Folks, it’s time we discuss women’s sports.
WAIT. Before you run away, I should tell you that this post will end with a beautiful picture of Alex Morgan. So it’s worth sticking around.
And to prevent you from simply scrolling downward, I’ve installed a mechanism for this site that disallows you to push the down button until a certain time limit has passed.
Okay, that’s complete B.S. I have no idea how to do that. I’m still amazed that I have even been able to operate this site for this long without problem.
But anyway, the narrative surrounding women’s sports can be weird sometimes. In many instances we’re able to view men’s and women’s sports as their own unique entity. Like in tennis or golf. We don’t compare the male and female versions of each of those games, because they’re not comparable.
And yet, for some reason, people keep talking about why men’s college basketball gets more love than women’s. You can blame whatever you want. The media. The lack of competitiveness. The method in which they play the game.
But I think, first and foremost, each need to be appreciated individually. Are they 100 percent mutually exclusive? No. But you don’t have to watch both of them and then argue why one is more popular than the other. Just enjoy them both!
On Tuesday night, an impressive, historic feat happened in women’s college basketball when the Connecticut Huskies won their fourth straight national title. And in completely dominant fashion.
They went 38-0 this season, marking their second undefeated season in the last three years. It was also their 11th national title in the last 17 years. One senior on the team, Breanna Stewart, was on all four championship teams.
So congratulations to them. People may start talking about “why this accomplishment isn’t more more appreciated,” but who cares? They did it. And that’s all that matters.
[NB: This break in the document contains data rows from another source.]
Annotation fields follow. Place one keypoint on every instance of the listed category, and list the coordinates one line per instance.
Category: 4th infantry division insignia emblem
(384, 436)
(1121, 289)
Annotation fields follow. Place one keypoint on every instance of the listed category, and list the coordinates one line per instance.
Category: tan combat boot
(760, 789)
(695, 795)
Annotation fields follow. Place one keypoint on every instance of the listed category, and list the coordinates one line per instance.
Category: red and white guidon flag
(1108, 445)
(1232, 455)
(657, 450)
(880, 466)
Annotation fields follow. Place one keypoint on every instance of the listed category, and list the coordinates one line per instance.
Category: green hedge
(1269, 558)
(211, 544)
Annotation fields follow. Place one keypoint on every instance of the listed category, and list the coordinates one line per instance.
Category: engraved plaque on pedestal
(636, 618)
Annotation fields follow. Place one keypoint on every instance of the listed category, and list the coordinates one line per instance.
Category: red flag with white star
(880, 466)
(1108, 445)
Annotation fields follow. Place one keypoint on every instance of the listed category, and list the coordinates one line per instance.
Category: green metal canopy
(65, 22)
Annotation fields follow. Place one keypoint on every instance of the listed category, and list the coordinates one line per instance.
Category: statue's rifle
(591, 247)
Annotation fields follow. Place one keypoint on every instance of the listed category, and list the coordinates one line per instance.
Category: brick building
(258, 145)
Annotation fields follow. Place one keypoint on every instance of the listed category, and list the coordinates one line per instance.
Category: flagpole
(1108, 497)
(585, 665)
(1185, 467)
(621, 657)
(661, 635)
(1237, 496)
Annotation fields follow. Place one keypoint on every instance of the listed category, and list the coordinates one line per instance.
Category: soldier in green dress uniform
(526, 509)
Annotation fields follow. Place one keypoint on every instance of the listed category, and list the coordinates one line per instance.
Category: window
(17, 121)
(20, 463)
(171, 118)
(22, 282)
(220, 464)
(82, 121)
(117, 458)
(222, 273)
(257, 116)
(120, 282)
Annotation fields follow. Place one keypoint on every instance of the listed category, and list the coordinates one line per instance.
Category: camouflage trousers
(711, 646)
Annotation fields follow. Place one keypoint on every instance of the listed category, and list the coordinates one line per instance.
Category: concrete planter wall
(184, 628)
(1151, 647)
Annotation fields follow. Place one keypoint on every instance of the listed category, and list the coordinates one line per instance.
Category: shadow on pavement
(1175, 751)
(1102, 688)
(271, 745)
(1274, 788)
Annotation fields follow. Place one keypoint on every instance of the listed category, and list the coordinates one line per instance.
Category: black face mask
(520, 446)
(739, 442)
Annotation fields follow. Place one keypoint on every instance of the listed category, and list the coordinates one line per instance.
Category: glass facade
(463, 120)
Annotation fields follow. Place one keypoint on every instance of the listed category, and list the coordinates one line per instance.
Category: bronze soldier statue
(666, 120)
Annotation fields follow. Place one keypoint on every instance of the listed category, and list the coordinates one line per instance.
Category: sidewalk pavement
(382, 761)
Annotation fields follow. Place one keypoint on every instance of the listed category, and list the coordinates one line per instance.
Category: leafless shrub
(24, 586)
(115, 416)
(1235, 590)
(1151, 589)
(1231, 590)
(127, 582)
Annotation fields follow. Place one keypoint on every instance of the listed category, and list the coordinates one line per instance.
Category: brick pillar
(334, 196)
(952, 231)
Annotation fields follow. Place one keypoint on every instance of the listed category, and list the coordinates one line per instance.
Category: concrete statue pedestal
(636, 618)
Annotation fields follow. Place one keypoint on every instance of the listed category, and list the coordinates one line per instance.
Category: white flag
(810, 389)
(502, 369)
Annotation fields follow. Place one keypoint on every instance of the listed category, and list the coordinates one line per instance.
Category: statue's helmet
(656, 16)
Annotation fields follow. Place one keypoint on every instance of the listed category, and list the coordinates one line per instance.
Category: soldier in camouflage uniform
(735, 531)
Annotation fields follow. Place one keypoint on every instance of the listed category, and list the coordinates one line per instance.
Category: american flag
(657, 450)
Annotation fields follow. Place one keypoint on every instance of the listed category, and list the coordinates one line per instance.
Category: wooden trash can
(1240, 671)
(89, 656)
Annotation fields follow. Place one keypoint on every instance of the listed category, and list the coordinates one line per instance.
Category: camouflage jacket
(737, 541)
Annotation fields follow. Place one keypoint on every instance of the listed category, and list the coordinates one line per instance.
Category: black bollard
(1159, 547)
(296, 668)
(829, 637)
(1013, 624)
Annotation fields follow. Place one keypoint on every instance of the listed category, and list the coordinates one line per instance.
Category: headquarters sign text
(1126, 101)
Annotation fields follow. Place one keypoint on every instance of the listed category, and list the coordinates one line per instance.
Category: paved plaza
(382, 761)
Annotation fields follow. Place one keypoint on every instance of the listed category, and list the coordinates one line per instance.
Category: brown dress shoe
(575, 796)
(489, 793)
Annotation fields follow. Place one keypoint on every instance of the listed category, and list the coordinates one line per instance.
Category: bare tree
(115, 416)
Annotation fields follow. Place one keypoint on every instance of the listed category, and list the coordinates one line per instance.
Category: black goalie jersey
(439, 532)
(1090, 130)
However, I will admit that there are times when we do need to make a comparison of men’s and women’s sports. And not on a competitive level, but with their pay.
A pretty major story that’s sort of flown under the radar the last several days, in light of the Panama Papers and the increasingly crazy presidential election, is when top players from the U.S. women’s national team filed a federal complaint last Wednesday accusing U.S Soccer of wage discrimination.
You know, that same team we watched with exhilaration as they demolished international competition last summer to win the World Cup? The same team we threw a lavish ticker tape parade for in New York City?
Well, it turns out the female athletes on that team earn as little as 40 percent of what players on the U.S. men’s national team do, and that team really is not that good at all.
Most people probably can’t even name a single guy on the men’s team. Yet the women’s team has basically become role models for young women everywhere. They’ve become icons; and symbols of not only success, but of female empowerment.
And somehow, we don’t pay them their fair shake.
Yeah I get it. They make plenty of dough. “They shouldn’t complain,” is what some people will say. But how can we call ourselves the “land of opportunity” when we don’t provide everybody with equal opportunity?
Wage inequality is a real issue, and what better people to stand up for it than the women who have proudly represented our country on one of the world’s grandest stages for the last decade? Why can’t they be a voice for the voiceless and use their celebrity for good?
And just the fact that the nation is having this conversation now, as a result of these women, is already significant progress.
Those women by the way, were Hope Solo, Carli Lloyd, Becky Sauerbrunn, Alex Morgan and Megan Rapinoe, who said they were representing the entire team.
And I know that mention of Alex Morgan got you excited. But let me tell you — I for one, will not participate in the sexual degradation of women by posting a photo of Alex Morgan just to make you happy.
Did we learn nothing from the topless Instagram selfie of Emily Ratajkowski and Kim Kardashian earlier this week? Women are more than just their bodies!
Eh, screw that. She’s just too goddamn pretty.